Sunday, May 3, 2015

How to Combine Salesforce and External Data in Analytics Cloud

It is easy to build a dataset from Salesforce data in the Analytic Cloud. It is also rather easy to create a data set from an external file, as long as you don’t have to change the metadata file. How to combine two sets of data together in the Analytics Cloud is less obvious. With a little bit of dataflow manipulation, you can create a new, composite dataset of both sources.  Here is a guide to help you through the process.

External Data

First, you want to load your external data from a CSV (comma-separated value) file by creating a new dataset. I have created a sample Sales Data file that contains sales by account broken down by product and time period. I have also included my Sales Data.json metadata file for reference. 

In this case, I did not have to make any changes from the system generated mappings. It is always a good idea to check your date format and values, as this is a common source of error. Now select Create Dataset and your Sales Data is in the Analytics Cloud.

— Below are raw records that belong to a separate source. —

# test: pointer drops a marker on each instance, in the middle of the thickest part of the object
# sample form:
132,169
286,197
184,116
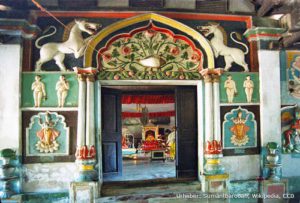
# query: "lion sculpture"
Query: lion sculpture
75,44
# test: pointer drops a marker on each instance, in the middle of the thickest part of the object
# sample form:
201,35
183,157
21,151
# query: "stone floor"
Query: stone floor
145,170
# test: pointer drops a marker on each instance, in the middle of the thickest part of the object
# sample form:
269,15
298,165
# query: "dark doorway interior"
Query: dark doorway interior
139,138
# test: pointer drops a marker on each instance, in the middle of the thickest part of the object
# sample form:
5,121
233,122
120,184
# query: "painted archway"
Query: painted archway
149,46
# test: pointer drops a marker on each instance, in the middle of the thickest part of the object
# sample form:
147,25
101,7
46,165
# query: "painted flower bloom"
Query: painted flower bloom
149,33
106,57
175,51
126,50
195,57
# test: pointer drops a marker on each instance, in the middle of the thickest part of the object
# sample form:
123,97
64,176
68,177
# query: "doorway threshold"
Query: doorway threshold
157,186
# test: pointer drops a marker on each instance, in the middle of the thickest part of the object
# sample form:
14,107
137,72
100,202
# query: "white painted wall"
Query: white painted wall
10,57
241,6
48,177
270,102
242,167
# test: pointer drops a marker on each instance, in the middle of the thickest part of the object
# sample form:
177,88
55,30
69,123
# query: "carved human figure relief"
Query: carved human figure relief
249,86
230,87
75,44
218,43
47,135
239,129
39,92
62,88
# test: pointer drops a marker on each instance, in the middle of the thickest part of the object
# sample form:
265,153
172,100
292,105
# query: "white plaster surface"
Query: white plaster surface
242,167
9,95
187,4
290,166
48,177
269,79
113,3
241,6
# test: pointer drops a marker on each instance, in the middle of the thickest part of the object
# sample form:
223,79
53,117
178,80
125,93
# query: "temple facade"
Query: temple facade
96,100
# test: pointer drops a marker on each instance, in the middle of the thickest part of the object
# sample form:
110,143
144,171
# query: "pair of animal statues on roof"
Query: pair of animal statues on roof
76,44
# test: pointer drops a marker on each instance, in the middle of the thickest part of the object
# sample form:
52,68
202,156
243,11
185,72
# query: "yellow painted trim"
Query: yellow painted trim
217,177
86,167
213,161
145,17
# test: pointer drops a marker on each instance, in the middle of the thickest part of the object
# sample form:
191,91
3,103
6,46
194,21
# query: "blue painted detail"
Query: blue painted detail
10,171
84,176
36,126
285,76
264,170
249,126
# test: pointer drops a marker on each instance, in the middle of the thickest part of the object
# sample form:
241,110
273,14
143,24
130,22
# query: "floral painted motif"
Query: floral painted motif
149,53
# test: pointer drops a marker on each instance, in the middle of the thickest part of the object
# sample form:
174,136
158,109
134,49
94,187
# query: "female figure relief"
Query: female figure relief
47,135
39,92
62,88
230,87
239,130
249,86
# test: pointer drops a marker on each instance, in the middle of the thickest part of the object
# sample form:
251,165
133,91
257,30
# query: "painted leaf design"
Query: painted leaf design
115,53
184,55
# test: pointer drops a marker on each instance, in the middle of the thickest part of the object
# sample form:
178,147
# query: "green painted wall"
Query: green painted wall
49,79
239,81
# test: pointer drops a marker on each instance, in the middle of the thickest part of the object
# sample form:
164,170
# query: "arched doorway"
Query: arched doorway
125,54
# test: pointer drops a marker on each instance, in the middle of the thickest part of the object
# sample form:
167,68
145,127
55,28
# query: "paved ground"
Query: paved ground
145,170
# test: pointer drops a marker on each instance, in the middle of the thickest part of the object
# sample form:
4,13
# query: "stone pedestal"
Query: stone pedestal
274,191
83,192
215,183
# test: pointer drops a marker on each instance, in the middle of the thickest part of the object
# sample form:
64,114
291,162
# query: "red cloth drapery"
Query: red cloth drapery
151,114
148,99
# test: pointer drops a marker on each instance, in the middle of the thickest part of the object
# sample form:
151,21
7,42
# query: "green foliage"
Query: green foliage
155,46
184,55
190,64
170,57
167,49
117,44
163,36
115,53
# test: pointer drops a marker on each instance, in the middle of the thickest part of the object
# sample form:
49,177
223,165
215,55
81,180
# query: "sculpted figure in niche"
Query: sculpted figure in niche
230,87
47,135
38,88
249,86
62,88
239,130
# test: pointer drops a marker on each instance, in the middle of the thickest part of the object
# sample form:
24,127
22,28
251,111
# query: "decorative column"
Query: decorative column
213,170
208,103
81,111
90,112
216,96
267,40
86,151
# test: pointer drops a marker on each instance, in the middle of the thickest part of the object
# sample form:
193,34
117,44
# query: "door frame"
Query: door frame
200,112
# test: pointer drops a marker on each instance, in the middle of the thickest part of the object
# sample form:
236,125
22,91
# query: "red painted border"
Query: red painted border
174,15
153,27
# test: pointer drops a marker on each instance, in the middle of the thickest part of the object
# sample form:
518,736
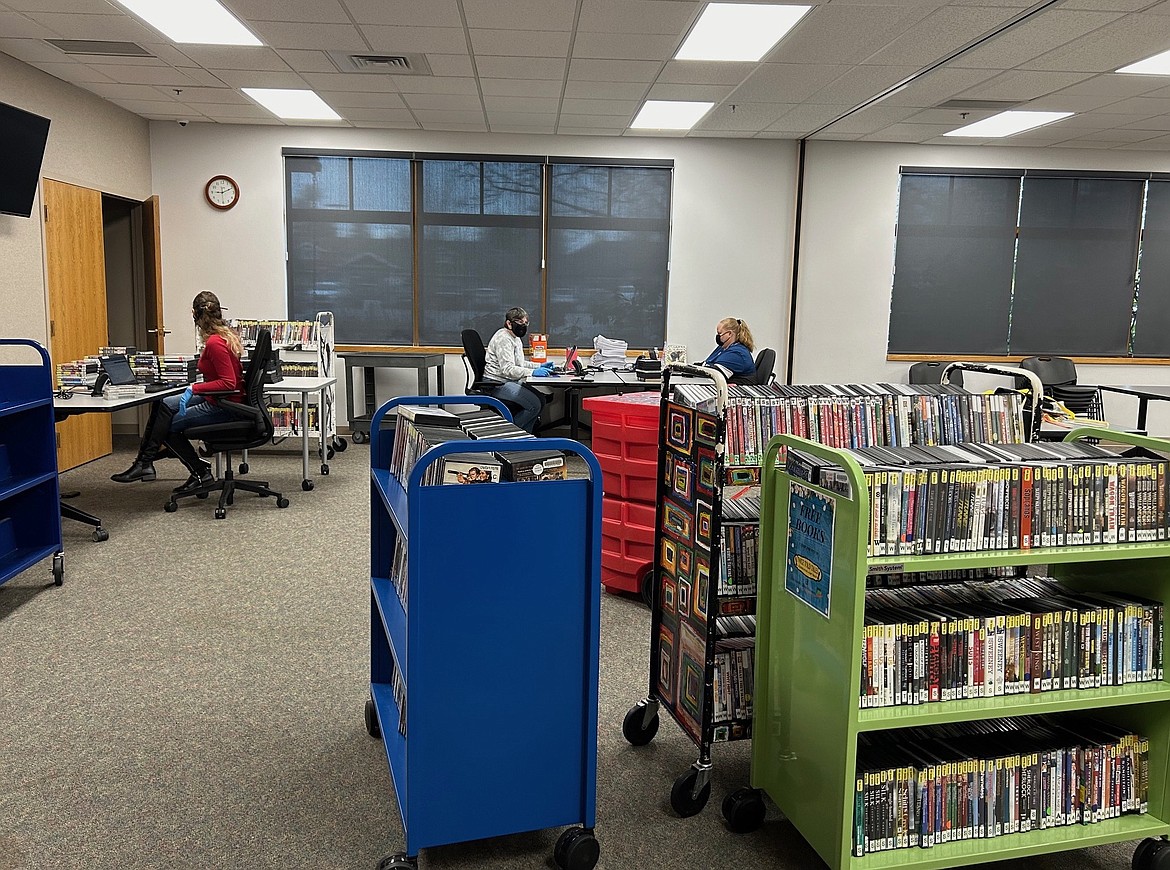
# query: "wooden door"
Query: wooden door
152,283
75,267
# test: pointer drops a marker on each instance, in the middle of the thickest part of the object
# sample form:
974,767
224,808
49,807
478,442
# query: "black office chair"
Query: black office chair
250,428
931,372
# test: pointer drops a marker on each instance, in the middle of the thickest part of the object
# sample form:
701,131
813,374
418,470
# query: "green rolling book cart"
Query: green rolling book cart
809,669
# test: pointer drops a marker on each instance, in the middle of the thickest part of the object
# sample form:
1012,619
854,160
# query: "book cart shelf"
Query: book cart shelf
686,606
29,491
809,668
470,754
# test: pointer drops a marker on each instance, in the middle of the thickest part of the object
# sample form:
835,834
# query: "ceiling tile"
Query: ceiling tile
304,60
786,82
706,73
638,16
520,88
440,40
941,32
235,57
521,67
625,47
432,13
1107,48
338,38
522,104
115,26
521,14
1032,38
322,12
521,43
599,106
456,102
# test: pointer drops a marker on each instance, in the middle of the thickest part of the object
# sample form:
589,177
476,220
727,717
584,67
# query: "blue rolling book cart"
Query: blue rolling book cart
29,494
483,676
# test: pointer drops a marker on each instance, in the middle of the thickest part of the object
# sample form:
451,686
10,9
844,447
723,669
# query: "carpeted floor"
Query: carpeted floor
192,698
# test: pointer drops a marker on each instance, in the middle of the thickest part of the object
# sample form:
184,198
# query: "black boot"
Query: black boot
158,427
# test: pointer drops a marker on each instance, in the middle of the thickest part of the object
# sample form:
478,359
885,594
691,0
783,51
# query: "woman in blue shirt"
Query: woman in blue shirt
733,351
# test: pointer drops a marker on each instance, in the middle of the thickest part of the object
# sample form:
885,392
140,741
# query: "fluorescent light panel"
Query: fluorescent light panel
193,21
738,32
1007,124
293,104
669,115
1156,66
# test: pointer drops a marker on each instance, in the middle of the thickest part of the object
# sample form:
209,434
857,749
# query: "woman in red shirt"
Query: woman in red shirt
221,370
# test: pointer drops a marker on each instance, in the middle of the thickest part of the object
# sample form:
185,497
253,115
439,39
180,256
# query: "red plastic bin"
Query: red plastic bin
627,543
625,442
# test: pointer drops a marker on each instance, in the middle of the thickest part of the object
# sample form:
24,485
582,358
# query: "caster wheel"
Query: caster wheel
634,731
744,810
1151,854
371,717
576,849
398,862
682,801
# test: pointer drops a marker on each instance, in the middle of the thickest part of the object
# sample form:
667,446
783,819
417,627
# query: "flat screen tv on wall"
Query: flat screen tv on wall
22,137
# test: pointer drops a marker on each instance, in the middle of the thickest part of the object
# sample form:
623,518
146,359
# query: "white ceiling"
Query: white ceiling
584,67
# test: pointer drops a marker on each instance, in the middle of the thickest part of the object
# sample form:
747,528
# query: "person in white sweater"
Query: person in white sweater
507,366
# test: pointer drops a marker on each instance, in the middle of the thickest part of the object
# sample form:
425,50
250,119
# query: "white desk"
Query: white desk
304,386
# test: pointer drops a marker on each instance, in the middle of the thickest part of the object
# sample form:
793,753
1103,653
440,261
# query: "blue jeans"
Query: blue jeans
528,399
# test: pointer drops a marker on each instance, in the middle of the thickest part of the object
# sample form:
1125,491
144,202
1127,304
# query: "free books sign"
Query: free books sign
809,566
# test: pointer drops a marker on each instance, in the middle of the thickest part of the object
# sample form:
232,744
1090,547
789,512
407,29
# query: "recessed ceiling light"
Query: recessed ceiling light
293,104
738,32
1007,124
1156,66
193,21
669,115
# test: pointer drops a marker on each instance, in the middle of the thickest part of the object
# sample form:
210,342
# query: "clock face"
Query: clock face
222,192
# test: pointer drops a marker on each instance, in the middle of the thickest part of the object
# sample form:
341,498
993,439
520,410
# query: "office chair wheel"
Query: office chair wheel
371,718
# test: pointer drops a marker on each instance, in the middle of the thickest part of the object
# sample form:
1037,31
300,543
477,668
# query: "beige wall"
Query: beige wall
93,143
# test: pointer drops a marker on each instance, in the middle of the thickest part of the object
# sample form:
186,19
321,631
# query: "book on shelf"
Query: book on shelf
1003,636
929,786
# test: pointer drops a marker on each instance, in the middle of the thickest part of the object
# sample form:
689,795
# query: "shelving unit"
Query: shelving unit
807,672
29,491
687,605
486,675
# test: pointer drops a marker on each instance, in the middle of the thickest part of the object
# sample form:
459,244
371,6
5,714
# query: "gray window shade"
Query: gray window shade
608,249
1151,337
1074,270
480,248
349,246
952,268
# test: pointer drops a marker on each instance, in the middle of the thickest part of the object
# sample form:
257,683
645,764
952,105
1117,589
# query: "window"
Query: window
1031,262
412,249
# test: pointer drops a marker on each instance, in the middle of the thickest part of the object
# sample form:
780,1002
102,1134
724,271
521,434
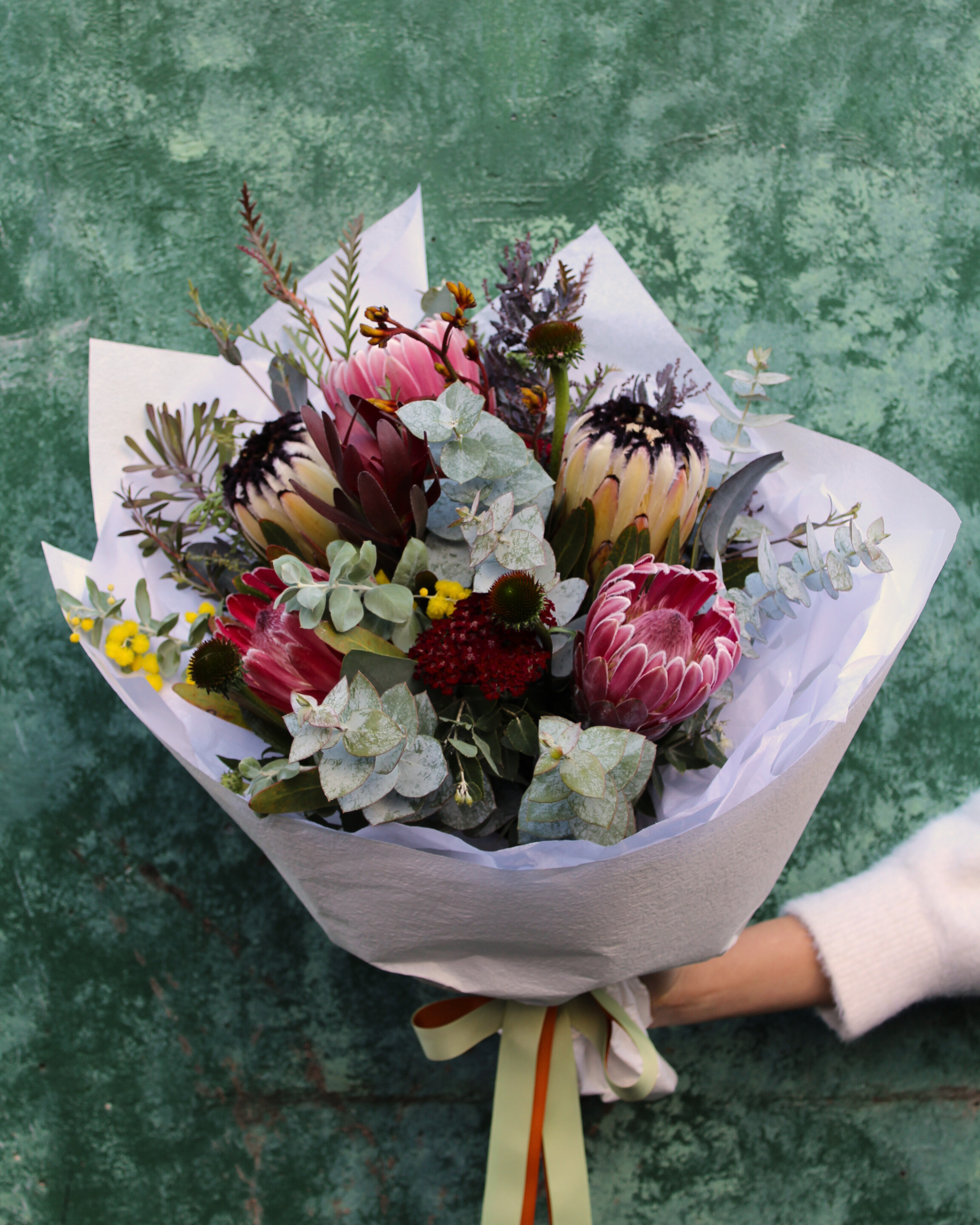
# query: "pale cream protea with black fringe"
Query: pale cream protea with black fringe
639,465
259,485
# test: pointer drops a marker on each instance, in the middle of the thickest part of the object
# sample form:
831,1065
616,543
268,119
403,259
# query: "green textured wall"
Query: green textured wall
179,1043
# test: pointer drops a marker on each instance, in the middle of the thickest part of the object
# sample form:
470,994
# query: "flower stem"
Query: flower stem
563,404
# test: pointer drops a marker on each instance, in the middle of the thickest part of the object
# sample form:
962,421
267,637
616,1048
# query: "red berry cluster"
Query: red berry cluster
469,647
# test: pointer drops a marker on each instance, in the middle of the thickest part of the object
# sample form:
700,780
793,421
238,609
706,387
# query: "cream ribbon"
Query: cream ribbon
536,1098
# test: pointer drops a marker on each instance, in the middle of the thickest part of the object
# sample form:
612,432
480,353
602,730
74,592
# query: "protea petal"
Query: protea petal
280,656
628,672
656,651
655,457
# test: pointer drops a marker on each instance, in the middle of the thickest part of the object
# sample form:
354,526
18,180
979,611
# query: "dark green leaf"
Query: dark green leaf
625,549
199,630
168,657
288,386
299,794
738,570
277,536
489,746
570,542
728,500
522,735
384,672
222,707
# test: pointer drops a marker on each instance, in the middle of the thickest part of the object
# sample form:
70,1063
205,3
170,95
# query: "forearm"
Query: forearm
771,968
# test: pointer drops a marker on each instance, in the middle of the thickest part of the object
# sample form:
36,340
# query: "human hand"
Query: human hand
772,967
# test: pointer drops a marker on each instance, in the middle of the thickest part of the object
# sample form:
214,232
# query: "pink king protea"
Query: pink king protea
647,658
403,370
281,658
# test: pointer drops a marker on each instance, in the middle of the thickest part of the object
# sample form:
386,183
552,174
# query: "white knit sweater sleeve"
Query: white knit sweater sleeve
905,930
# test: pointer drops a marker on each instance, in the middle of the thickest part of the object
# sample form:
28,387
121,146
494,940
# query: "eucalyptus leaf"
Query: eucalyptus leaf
341,772
311,618
292,571
345,609
415,559
520,550
398,704
607,744
373,789
370,733
427,417
422,767
463,460
596,811
507,451
390,601
390,808
384,672
734,438
465,406
566,598
365,564
838,571
142,603
584,773
754,421
168,624
341,556
168,657
767,562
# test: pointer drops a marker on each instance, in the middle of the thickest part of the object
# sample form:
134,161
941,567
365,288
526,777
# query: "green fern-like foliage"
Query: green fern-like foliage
346,286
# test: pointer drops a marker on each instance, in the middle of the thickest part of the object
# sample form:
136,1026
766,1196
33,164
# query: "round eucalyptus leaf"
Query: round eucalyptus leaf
345,609
390,601
463,460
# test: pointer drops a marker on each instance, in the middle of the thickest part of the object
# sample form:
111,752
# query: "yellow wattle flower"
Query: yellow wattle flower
638,465
446,598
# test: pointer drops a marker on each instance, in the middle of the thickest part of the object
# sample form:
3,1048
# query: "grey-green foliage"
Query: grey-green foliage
482,457
732,425
261,775
104,607
585,783
370,748
347,594
777,587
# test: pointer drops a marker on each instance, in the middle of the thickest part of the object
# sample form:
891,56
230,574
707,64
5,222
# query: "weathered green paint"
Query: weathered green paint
804,175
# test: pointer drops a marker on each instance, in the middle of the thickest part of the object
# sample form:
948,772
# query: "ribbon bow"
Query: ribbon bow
536,1098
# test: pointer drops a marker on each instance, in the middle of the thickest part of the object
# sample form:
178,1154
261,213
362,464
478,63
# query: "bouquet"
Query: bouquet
521,648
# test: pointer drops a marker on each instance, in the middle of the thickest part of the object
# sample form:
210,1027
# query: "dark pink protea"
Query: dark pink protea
402,370
280,656
647,658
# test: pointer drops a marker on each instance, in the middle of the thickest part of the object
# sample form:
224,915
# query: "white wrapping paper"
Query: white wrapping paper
548,922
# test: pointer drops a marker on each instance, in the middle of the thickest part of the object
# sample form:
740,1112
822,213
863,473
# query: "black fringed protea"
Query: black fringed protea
517,600
259,487
216,666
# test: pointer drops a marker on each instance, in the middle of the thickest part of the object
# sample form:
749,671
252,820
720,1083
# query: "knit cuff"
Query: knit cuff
876,944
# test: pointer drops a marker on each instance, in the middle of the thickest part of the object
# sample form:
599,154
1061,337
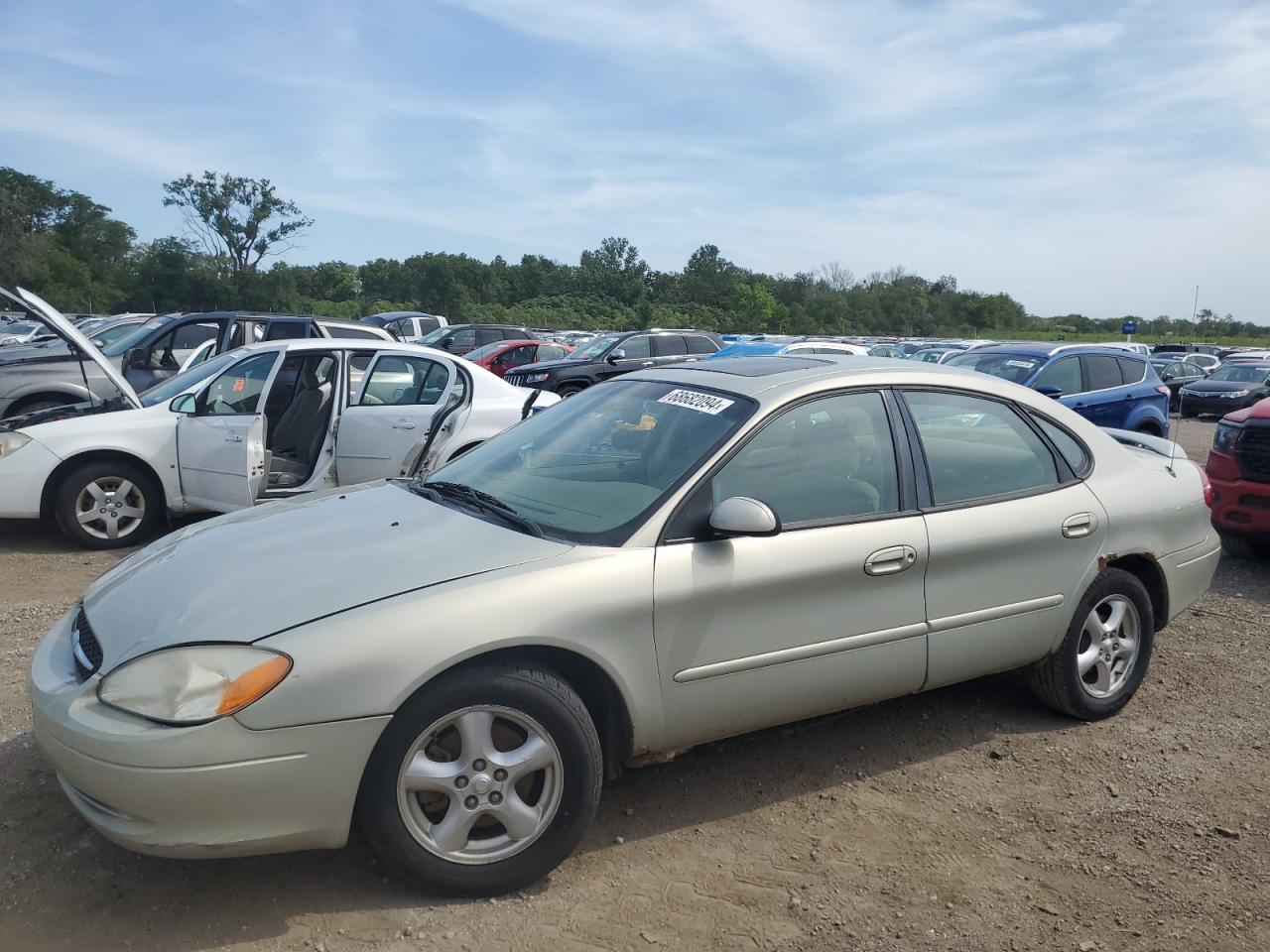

You can then start exploring the data by creating Lenses and Dashboards. What if you want to see this data linked with your Account details from Salesforce in order to analyze by state or account type?

 

Salesforce Data

Loading Salesforce data is a snap using the Dataset Builder user interface. In this example, I am only interested in pulling Account information, to keep it simple. I am going to add just the Account object and a select fields to my dataset (Account ID, Account Name, Account Type, Industry and Region). 

Next, select Create Dataset, provide a Dataset Name and use Create to save. This will add the associate JSON entries to the dataflow for this dataset. The data will not be loaded until the next schedule run of the dataflow, currently set for once a day, or a manual run. Don’t start the dataflow yet, as we are going to have some fun first.

 

Dataflow JSON

We have avoided JSON manipulation so far, that that is about to change. You cannot combine external data with Salesforce data in the UI, but we can use previously loaded datasets in the dataflow. Start by downloading the dataflow json definition (SalesEdgeEltWorkflow.json) and open it in your preferred editor. I use JSON Editor, but would be willing to switch if you have suggestions on a better tool.

Here is my dataflow JSON that shows the Account load.
  "101_Load_Account": {
    "action": "sfdcDigest",
    "parameters": {
      "object": "Account",
      "fields": [
        {
          "name": "Id"
        },
        {
          "name": "Name"
        },
        {
          "name": "Type"
        },
        {
          "name": "Industry"
        },
        {
          "name": "Region__c"
        }
      ]
    }
  },
  "102_Register_Account": {
    "action": "sfdcRegister",
    "parameters": {
      "source": "101_Load_Account",
      "alias": "Account",
      "name": "Account"
    }
  }

For simplicity, I have removed other flows for this example.  By default, the workflow steps are labeled with numbers.  I have added additional text to the name to help distinguish. Your dataflow JSON may look different, what is important is to find the Account load from Salesforce.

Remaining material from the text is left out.